Die sich insoweit ergebende Bindungswirkung erstreckt sich aber nur auf das Geltendgemachte: Im Kostenfestsetzungsverfahren heißt dies: Geld! Festgesetzt wird nicht etwa eine Verfahrensgebühr oder eine Terminsgebühr oder sonstige Tatbestände, für die das RVG Grundlagen herzuhalten bestrebt ist. Jedenfalls war dies bisher in einem Kostenfestsetzungsbeschluss so nicht zu lesen. Für das OLG war Gegenstand des Kostenfestsetzungsbeschlusses die anwaltliche Verfahrensgebühr. Wie mag dieser Beschluss ausgesehen haben? "Die dem Beklagten an den Kläger zu erstattenden Kosten werden auf eine gekürzte Verfahrensgebühr festgesetzt?" Diese sicher von Ironie getragene Fragestellung offenbart aber letztendlich den Fehler der Entscheidung:
Der Kläger hatte die Gebühren gemäß einer 0,65-Verfahrensgebühr nach Nr. 3100 VV RVG geltend gemacht. In Geld: Er wollte 318,68 EUR festgesetzt wissen. Im Wege der Nachliquidation verlangt er, nachdem der Kostenfestsetzungsbeschluss über die beanspruchten 318,68 EUR rechtskräftig geworden war, nach Inkrafttreten des § 15a RVG weitere, und zwar andere 318,68 EUR. Dies will das OLG als unzulässig ansehen als Folge der materiellen Rechtskraft, obgleich das LG offensichtlich über den mit der Nachfestsetzung geltend gemachten Teil der entstandenen Kosten gar nicht entschieden hatte.
Trost und einzige Unterstützung für seine falsche Auffassung sucht und findet das OLG in einer ebenfalls unzutreffenden und unter Verkennung der Grenzen der Rechtskraftwirkung ergangenen Entscheidung des BGH zur Nachfestsetzung von Zinsen.
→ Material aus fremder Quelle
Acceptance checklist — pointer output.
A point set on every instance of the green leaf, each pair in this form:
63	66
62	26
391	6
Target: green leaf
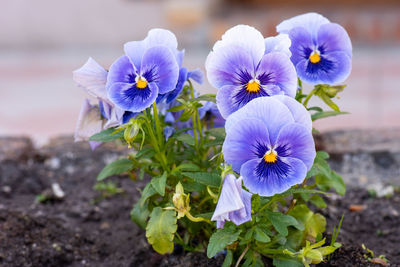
210	179
220	239
325	114
261	236
205	97
161	229
228	259
186	138
282	221
107	135
158	183
139	214
115	167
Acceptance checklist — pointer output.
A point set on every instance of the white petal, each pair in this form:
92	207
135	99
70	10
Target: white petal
89	122
246	37
280	43
310	21
92	77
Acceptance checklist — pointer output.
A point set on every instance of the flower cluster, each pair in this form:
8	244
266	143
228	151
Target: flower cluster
228	158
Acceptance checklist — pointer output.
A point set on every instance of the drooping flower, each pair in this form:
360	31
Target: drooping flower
149	67
269	142
234	203
321	50
241	70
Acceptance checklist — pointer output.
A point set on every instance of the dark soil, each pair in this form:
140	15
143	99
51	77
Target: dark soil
77	230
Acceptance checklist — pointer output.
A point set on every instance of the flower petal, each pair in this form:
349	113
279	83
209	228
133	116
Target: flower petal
160	66
242	140
121	70
226	66
333	68
302	44
277	69
310	21
296	141
333	38
229	199
92	77
129	98
89	122
280	43
271	111
247	38
299	112
272	184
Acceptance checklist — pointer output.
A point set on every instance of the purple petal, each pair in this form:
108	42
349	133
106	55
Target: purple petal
280	43
299	112
333	68
160	66
297	142
130	98
302	44
247	38
89	122
92	77
333	38
121	70
309	21
277	69
271	111
242	140
273	183
225	66
196	75
229	199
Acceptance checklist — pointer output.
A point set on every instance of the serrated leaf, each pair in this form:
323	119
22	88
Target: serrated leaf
115	167
282	221
186	138
158	183
325	114
160	230
107	135
210	179
261	236
220	239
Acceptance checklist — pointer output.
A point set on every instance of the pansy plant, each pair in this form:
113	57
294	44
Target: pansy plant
231	173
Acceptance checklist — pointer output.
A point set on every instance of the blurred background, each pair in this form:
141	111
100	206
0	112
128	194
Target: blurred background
43	41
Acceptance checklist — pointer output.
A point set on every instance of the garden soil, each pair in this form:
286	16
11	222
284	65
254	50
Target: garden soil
84	228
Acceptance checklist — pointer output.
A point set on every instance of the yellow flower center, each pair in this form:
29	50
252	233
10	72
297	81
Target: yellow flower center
253	86
315	57
270	156
141	83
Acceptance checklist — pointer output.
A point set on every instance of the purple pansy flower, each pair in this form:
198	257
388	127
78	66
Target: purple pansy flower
269	142
148	68
234	203
321	50
241	70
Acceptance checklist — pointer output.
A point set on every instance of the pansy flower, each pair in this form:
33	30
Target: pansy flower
321	50
149	67
241	70
234	203
269	142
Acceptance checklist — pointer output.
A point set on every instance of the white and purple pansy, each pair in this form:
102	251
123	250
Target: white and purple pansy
234	203
149	67
269	141
321	50
242	69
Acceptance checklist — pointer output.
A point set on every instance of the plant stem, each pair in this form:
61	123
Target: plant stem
241	256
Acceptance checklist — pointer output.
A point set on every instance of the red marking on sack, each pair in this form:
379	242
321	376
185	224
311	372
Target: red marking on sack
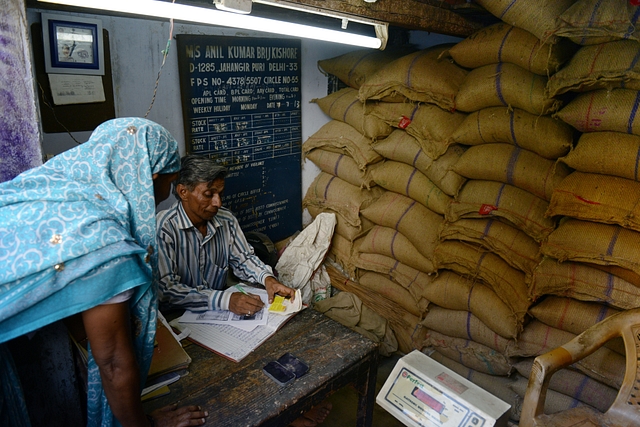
406	121
487	209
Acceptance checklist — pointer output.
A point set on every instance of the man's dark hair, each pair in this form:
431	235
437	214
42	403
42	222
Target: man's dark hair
196	169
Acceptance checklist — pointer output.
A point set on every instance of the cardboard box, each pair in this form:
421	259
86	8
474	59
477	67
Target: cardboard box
423	392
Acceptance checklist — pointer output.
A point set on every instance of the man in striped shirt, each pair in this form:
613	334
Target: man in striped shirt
199	241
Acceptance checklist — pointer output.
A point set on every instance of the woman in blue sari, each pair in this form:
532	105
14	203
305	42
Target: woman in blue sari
78	236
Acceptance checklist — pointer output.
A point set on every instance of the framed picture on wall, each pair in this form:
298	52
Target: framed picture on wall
72	45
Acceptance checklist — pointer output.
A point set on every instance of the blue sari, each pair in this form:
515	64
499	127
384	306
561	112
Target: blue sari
81	229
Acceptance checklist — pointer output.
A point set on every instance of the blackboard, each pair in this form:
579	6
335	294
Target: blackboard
241	106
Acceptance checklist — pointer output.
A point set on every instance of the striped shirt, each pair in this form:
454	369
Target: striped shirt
193	268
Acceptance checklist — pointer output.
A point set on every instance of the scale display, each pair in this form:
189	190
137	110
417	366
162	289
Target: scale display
241	107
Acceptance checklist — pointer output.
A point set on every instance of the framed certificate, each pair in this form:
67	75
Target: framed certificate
72	45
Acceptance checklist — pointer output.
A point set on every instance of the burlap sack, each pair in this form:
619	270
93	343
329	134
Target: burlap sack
594	242
454	292
417	223
329	192
496	385
507	85
573	383
599	198
592	154
555	401
502	42
549	137
603	110
469	353
403	323
463	324
536	16
341	165
593	21
582	282
421	76
341	138
430	125
392	243
387	288
575	316
404	148
484	199
353	68
347	308
474	262
514	166
409	181
603	365
343	227
413	280
603	66
509	243
345	106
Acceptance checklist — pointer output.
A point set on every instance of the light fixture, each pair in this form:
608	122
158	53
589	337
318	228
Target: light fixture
182	12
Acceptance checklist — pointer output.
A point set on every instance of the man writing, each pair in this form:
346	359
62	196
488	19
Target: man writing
199	241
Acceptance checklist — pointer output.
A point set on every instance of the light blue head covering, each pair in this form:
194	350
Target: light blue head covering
79	230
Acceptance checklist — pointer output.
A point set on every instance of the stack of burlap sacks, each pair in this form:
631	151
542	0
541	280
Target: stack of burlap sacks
493	218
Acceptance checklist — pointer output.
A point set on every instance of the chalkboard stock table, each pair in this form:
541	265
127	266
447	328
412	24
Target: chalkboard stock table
239	394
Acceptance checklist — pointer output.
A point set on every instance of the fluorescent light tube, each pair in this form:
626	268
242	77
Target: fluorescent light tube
181	12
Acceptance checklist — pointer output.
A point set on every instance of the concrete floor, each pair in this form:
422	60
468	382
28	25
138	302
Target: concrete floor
345	401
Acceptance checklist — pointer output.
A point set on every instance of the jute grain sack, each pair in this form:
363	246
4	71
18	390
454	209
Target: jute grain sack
599	198
592	154
574	383
582	282
409	181
402	322
417	223
421	76
341	138
342	250
469	353
353	68
496	385
502	42
575	316
345	106
509	243
536	16
593	21
594	242
507	85
413	280
486	199
463	324
603	365
332	193
512	165
343	227
454	292
549	137
554	402
429	124
341	165
472	261
387	288
603	110
392	243
404	148
348	309
603	66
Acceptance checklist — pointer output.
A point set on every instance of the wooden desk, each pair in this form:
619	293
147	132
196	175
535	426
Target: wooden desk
240	394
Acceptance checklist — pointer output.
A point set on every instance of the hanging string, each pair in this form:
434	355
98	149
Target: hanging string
165	52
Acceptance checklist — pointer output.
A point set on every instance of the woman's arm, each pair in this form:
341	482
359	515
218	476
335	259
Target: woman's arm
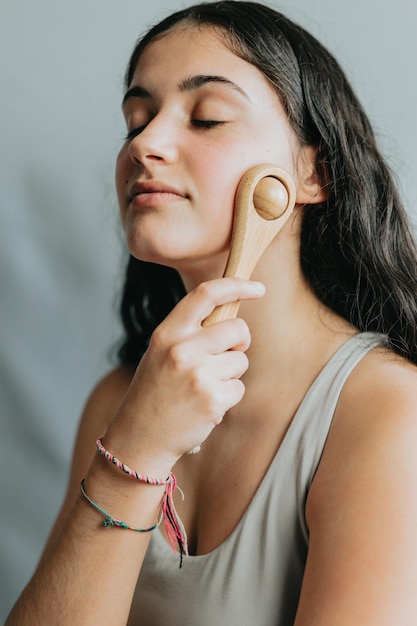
186	381
362	508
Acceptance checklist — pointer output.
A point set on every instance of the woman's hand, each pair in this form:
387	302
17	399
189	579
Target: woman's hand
189	377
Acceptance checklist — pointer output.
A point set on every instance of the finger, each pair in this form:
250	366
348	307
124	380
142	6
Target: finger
201	301
227	335
230	365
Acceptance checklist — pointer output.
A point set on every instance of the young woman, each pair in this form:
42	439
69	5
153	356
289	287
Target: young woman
300	506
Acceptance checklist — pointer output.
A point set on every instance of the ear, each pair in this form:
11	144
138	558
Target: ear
311	189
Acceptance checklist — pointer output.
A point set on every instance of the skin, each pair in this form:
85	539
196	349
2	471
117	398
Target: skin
218	385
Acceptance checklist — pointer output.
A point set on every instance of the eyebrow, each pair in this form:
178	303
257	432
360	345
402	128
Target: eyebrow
188	84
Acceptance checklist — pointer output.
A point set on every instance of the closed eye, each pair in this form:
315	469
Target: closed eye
134	132
207	123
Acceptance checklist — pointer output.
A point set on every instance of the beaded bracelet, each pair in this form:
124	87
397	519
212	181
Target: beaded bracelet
174	528
111	521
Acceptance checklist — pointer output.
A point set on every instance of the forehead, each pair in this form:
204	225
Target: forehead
190	50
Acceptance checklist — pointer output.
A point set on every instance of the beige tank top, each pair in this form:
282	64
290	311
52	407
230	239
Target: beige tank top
254	577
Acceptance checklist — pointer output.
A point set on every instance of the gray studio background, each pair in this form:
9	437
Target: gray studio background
61	259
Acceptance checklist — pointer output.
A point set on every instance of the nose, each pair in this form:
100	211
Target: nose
156	142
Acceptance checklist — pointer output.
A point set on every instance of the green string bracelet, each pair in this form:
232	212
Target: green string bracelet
110	521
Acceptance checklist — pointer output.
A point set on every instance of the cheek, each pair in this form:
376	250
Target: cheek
121	175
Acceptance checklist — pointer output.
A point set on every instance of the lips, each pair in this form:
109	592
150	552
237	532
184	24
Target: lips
153	191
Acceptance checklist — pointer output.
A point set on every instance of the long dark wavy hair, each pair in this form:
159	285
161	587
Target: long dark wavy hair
357	250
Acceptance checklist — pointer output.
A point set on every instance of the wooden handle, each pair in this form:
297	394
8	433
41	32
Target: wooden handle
265	199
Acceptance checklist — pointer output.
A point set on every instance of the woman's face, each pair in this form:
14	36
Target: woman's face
198	117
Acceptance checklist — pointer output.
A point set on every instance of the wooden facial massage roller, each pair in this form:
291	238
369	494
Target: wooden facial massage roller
265	199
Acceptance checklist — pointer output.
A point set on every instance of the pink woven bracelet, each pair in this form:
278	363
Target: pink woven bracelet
174	528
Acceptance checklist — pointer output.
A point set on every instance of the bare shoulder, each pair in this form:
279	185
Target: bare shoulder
362	506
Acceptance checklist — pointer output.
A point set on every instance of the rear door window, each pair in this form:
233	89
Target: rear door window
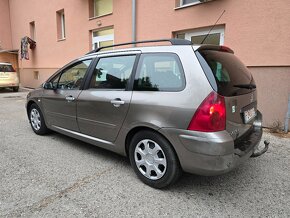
225	72
113	72
159	72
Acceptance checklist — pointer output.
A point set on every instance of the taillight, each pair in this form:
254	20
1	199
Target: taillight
210	116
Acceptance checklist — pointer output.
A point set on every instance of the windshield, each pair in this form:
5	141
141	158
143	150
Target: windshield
6	68
226	73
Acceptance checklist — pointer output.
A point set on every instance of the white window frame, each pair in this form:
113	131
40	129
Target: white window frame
62	24
94	11
98	39
205	31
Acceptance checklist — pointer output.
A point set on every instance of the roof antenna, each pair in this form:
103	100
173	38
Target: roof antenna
212	27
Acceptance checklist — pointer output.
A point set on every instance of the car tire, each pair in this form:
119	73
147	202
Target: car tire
15	89
37	121
154	159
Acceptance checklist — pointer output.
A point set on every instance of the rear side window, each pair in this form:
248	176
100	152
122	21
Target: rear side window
159	72
112	72
225	72
6	68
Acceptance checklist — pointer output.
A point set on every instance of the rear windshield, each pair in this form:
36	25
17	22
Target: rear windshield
6	68
225	72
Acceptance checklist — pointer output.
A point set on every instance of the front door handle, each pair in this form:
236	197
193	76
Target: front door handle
117	102
69	98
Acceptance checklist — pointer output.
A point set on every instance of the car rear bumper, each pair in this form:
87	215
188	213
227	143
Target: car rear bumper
212	153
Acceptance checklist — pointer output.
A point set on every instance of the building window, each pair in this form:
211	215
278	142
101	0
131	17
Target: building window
216	36
36	75
60	19
32	30
101	38
100	7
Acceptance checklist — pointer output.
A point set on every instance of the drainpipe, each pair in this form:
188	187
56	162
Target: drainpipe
134	21
287	117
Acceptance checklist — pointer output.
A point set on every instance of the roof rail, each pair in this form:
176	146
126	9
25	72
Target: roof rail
172	41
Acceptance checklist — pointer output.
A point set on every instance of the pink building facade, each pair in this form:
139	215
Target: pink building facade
63	30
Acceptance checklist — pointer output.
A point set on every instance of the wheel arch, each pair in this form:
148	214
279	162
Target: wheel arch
29	103
134	130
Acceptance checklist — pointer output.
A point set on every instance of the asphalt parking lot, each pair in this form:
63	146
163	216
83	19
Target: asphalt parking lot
53	175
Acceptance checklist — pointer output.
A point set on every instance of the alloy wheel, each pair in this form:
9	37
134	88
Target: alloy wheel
35	119
150	159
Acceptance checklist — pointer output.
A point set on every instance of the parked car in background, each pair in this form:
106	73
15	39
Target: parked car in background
8	77
170	109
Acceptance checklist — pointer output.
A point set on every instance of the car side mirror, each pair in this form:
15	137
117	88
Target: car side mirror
48	85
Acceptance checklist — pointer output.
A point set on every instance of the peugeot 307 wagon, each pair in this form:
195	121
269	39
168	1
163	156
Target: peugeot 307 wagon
169	108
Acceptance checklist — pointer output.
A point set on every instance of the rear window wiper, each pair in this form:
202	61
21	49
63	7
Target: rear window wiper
245	86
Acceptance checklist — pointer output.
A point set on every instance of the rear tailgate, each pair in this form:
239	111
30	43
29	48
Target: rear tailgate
230	78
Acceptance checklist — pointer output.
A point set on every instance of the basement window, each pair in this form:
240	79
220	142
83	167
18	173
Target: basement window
60	21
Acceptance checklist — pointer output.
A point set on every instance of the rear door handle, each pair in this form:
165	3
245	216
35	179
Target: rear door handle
117	102
69	98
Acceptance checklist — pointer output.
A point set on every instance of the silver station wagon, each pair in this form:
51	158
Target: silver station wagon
170	109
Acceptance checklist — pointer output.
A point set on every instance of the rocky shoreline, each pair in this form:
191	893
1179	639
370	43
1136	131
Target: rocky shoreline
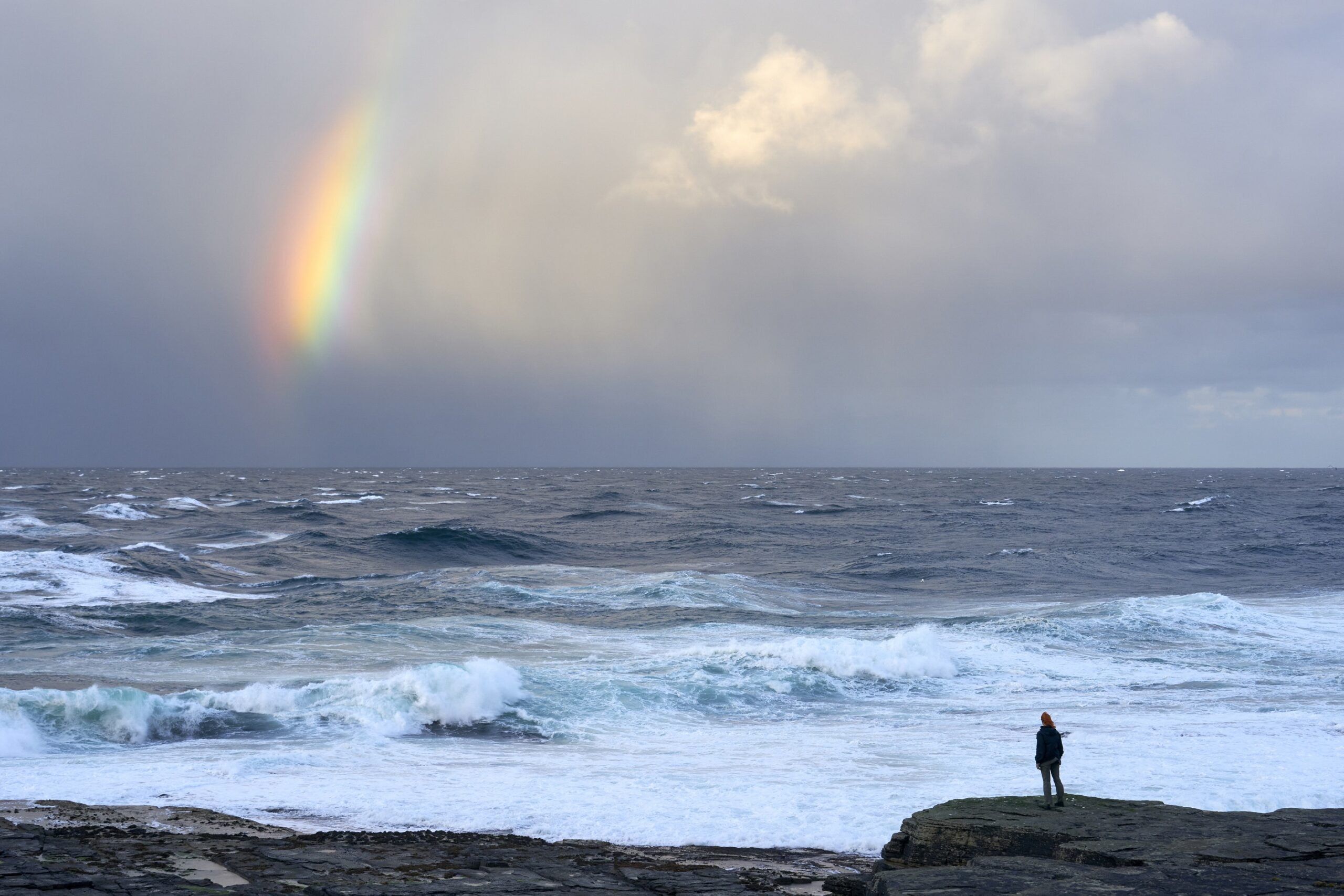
999	846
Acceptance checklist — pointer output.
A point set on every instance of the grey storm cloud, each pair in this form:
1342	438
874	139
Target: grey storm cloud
958	231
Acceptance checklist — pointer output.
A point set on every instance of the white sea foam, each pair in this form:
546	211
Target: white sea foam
908	655
54	578
248	541
185	504
118	511
392	704
152	546
742	734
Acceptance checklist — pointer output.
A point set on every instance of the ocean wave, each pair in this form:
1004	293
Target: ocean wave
248	539
400	703
119	511
452	543
917	653
34	530
1198	504
185	504
600	515
56	578
581	589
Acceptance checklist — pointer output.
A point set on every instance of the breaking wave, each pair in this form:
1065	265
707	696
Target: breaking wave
119	511
916	653
56	578
401	703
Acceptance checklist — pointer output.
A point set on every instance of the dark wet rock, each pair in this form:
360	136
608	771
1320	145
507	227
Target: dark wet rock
968	847
1011	846
133	851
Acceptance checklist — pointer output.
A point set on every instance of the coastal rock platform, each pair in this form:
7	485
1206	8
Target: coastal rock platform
1012	846
147	851
1004	846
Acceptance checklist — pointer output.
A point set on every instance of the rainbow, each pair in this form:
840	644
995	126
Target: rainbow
324	246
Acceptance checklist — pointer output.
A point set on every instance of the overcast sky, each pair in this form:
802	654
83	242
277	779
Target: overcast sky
937	233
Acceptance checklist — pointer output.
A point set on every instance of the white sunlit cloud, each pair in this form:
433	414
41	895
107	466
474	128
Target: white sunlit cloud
980	65
1025	54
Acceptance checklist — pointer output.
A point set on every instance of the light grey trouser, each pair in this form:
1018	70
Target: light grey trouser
1046	772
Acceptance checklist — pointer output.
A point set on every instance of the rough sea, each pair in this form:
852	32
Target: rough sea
734	657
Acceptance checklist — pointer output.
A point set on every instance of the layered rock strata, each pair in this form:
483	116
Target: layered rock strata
1011	846
143	851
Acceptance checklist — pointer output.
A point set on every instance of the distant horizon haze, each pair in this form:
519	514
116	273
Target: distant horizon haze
963	233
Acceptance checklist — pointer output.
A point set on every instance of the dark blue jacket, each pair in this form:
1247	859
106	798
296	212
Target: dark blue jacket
1050	746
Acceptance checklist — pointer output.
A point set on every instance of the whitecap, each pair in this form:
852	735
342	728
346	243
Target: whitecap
398	703
248	541
118	511
54	578
916	653
185	504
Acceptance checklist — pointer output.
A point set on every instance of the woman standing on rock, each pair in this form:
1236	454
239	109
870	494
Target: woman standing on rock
1050	750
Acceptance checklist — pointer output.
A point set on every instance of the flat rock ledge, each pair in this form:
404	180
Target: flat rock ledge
71	849
1000	846
1007	846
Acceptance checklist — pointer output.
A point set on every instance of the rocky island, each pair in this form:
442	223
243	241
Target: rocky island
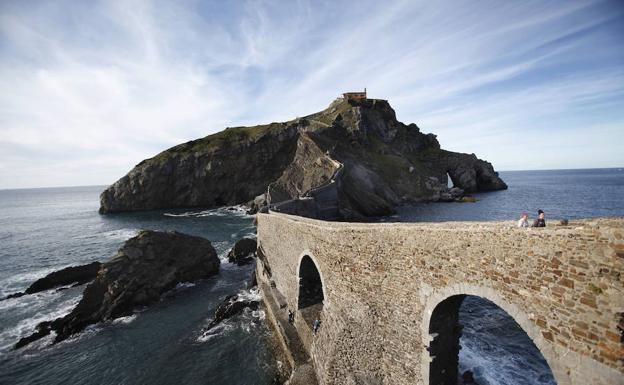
350	161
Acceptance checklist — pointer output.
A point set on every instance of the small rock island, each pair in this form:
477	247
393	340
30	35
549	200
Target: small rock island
144	268
351	161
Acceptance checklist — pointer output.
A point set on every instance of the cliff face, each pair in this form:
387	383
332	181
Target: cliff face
350	161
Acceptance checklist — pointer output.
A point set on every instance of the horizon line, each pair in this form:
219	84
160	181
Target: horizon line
110	184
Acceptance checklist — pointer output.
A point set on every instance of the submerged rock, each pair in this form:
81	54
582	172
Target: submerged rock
243	251
144	268
231	306
351	161
76	275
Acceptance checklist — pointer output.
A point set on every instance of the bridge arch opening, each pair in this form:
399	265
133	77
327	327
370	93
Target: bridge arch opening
311	297
476	341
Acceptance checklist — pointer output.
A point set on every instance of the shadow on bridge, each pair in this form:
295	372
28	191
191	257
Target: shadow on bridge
500	342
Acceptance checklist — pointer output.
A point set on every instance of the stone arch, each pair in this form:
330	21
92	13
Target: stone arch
451	297
311	292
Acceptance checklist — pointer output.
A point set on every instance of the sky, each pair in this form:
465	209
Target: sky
88	89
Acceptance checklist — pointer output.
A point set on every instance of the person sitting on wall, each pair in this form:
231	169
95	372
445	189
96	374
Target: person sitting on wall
540	221
316	325
524	220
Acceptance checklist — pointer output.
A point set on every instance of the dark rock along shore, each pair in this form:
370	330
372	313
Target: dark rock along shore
351	161
144	268
73	275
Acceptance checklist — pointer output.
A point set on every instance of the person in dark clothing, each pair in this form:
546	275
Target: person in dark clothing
316	325
540	221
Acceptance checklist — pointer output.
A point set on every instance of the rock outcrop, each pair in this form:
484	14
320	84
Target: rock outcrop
231	306
351	161
73	275
143	269
243	251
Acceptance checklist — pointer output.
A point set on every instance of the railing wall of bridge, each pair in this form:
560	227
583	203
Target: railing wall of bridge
381	282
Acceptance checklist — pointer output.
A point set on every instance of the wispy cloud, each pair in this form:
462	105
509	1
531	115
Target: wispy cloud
91	88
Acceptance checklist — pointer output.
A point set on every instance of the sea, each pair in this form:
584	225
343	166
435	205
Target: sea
42	230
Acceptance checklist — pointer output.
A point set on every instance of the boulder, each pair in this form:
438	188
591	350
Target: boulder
144	268
231	306
243	251
76	275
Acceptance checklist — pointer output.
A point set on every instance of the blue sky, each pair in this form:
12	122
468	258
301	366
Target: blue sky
89	89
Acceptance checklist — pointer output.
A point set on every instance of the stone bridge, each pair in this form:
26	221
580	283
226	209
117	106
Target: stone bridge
388	294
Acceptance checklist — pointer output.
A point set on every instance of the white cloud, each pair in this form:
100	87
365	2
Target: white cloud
89	90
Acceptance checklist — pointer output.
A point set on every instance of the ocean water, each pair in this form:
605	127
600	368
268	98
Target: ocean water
46	229
43	230
561	194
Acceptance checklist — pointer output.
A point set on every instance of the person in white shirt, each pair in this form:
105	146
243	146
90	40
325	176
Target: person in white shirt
524	220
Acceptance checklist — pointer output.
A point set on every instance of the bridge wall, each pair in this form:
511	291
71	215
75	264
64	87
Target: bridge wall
562	284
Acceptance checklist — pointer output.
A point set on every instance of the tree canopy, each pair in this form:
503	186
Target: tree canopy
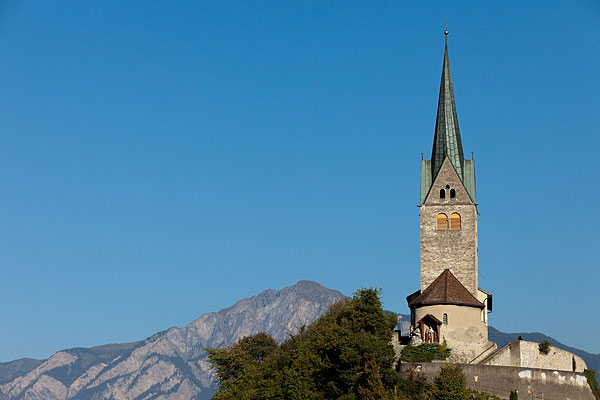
346	354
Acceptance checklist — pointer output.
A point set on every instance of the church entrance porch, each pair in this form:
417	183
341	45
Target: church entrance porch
430	329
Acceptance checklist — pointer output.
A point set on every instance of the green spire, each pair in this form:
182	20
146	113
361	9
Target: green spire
446	141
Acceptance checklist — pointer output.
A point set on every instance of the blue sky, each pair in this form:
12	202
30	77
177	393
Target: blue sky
160	160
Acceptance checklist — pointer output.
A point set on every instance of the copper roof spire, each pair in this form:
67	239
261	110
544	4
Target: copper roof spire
447	140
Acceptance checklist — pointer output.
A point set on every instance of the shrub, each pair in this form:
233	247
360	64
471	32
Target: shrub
425	352
544	347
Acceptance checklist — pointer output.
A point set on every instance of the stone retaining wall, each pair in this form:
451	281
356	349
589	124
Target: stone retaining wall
531	383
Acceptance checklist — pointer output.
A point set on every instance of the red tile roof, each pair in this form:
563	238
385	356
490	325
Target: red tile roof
446	289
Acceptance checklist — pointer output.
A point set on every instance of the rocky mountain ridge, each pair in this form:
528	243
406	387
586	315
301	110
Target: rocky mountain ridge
172	363
169	364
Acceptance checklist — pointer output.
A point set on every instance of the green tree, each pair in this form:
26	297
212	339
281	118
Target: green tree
345	354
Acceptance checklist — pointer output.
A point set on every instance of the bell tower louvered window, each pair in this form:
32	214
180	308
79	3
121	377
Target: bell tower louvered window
441	222
454	222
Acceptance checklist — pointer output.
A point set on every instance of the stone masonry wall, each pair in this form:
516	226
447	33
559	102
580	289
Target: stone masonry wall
455	250
531	383
521	353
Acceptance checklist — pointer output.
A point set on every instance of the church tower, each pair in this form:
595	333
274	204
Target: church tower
449	305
Im Übrigen wird das OLG in Rspr. u. Lit. Literatur keine Zustimmung für seine zu korrigierende Vorgehensweise finden. Denn es entspricht bereits allgemeiner Auffassung, dass einer Geltendmachung zunächst nicht verlangter Kosten die Rechtskraft eines bereits ergangenen Kostenfestsetzungsbeschlusses nicht entgegenstehen kann.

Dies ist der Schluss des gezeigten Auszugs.